Murders

Posted by Censor Librorum on May 2, 2009 | Categories: History, Lesbians & Gays, Scandals

While researching a post about the character of Sal Romano, a closeted homosexual advertising executive on the very popular AMC series, “Mad Men,” I clicked on a link to a story about the 2002  murder of Salvatore Romano, 57, the last of the capoclaques, professional clappers traditionally entrusted with leading the applause at the theater, opera  or other such event.   Romano was paid by singers to   applaud their performances at Rome’s opera house.   He was believed to be murdered by someone he picked up and brought home for sex. Neighbors saw a young man running down the stairs with a cigarette in his mouth.

But it was another Roman  victim mentioned in the article that caught my eye – Enrico Luizi, a papal protocol aide.

“Police are hunting for the killer of one of the pope’s gentlemen-in-waiting,” an article began, “who was found battered to death in his apartment surrounded by his Vatican medals and with a gay pornographic cassette in his VCR.”

Papal official Enrico Sini Luzi, 67, was founded dressed in his underwear with a cashmere scarf wrapped around his neck, lying face down on a velvet  cushion. The back of his head had been smashed in by a brass candelabrum found nearby.

At the time of his death in January 1998, he was the latest of 19 men, suspected to be gay, who were murdered in Rome since 1990. There was speculation that some or all of the unsolved killings are the work of a serial killer, as many of the victims were found with scarves tied around their necks.

Mr. Sini Luzi, in his day garb of white tie and tails bedecked with papal decorations, served as an escort for bishops, ambassadors and heads of state who came to the Apostolic Palace for audiences with Pope John Paul II. His family family belonged to the minor nobility. genti

At night, Luzi was a well-known figure in Roman male-only bars.

“He was a sociable man, maybe too much so.   He knew a lot of people and brought many people home, usually young people,” a neighbor said.

The Vatican yearbook noted Mr.  Sini  Luzi began service as a Gentleman of His Holiness in April 1989. The Gentlemen of His Holiness were formerly known as Papal Chamberlains; they received their current title after the 1968 reform of papal ceremonies by Pope Paul VI.

A Vatican spokesman didn’t comment on Luzi’s murder, but the newspaper La Repubblica quoted an official of the Curia, the Rev. Giovanni D’Ercole, as saying: “In the face of death, one must only be silent. One cannot express judgements because it is not yet clear how the whole thing happened.”

Avvenire, the daily newspaper of the Italian Catholic bishops’ conference, reported in a brief notice that Luzi, whom it identified only as “E.S.L, a Roman nobleman,” died earlier that week, presumably the victim of violence.

Franco Grillini of Arcigay, the Italian gay and lesbian rights organization, accused the Vatican and Catholic hierarchy of creating a “homophobic atmosphere” that he said was “in large part responsible for this culture of violence.”
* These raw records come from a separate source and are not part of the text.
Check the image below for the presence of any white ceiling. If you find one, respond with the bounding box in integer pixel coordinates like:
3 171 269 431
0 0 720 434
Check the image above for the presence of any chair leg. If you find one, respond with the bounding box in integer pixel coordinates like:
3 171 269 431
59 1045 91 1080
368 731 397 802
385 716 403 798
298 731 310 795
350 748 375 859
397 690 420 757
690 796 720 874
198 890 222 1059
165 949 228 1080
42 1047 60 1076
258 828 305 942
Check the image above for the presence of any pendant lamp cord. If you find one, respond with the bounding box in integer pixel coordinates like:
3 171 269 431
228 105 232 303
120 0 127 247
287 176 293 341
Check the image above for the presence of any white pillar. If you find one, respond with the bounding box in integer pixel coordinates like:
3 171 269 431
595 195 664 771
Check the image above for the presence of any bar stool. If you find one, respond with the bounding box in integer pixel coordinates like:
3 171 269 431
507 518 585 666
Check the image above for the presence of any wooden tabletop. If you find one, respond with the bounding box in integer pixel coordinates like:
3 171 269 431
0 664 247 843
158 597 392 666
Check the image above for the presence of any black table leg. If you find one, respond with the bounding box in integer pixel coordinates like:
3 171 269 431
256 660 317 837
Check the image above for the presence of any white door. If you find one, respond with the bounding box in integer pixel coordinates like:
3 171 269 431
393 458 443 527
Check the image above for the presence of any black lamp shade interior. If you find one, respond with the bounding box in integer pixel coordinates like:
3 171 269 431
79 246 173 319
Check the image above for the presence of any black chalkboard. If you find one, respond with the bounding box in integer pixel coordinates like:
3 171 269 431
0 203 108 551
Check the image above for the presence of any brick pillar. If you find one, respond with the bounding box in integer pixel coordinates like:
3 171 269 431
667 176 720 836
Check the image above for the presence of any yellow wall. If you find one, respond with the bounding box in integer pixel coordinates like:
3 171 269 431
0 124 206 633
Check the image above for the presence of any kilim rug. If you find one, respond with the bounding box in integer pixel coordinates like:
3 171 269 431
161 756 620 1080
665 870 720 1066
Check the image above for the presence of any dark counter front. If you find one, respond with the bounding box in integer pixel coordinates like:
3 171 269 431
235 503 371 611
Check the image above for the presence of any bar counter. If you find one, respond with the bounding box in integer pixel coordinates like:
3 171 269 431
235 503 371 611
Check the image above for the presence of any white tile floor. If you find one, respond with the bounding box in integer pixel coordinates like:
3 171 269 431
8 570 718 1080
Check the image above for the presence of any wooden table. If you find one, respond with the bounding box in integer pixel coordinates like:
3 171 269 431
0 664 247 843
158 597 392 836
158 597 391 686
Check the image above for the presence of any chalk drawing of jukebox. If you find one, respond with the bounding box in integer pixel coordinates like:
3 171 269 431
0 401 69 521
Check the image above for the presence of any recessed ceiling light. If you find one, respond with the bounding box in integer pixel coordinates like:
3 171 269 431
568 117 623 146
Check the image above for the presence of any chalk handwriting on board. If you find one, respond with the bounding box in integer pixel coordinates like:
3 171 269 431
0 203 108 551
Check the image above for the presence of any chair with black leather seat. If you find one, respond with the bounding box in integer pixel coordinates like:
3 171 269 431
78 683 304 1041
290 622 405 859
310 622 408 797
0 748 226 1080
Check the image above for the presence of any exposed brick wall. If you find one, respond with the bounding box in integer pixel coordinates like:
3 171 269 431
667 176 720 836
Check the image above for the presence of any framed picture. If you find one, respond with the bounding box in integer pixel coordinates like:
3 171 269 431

“This time, the victim is a gentleman of the pope’s entourage, which confirms that the people at risk are those who hide and live among people where homosexuality is not acknowledged, like the Curia,” he said.

Some members of Mr. Sini Luzi’s familystrenuously denied he was homosexual. “He was not a person of ‘certain habits,'” his brother, Lillo, 72, was quoted by La Repubblica as saying. “Such comportment cannot be reconciled with his morality and the Catholic education he always observed.”

Mr. Lillo Sini Luzi said any evidence of homosexual activity found in his brother’s apartment had probably been introduced by the assailant “as a trick.”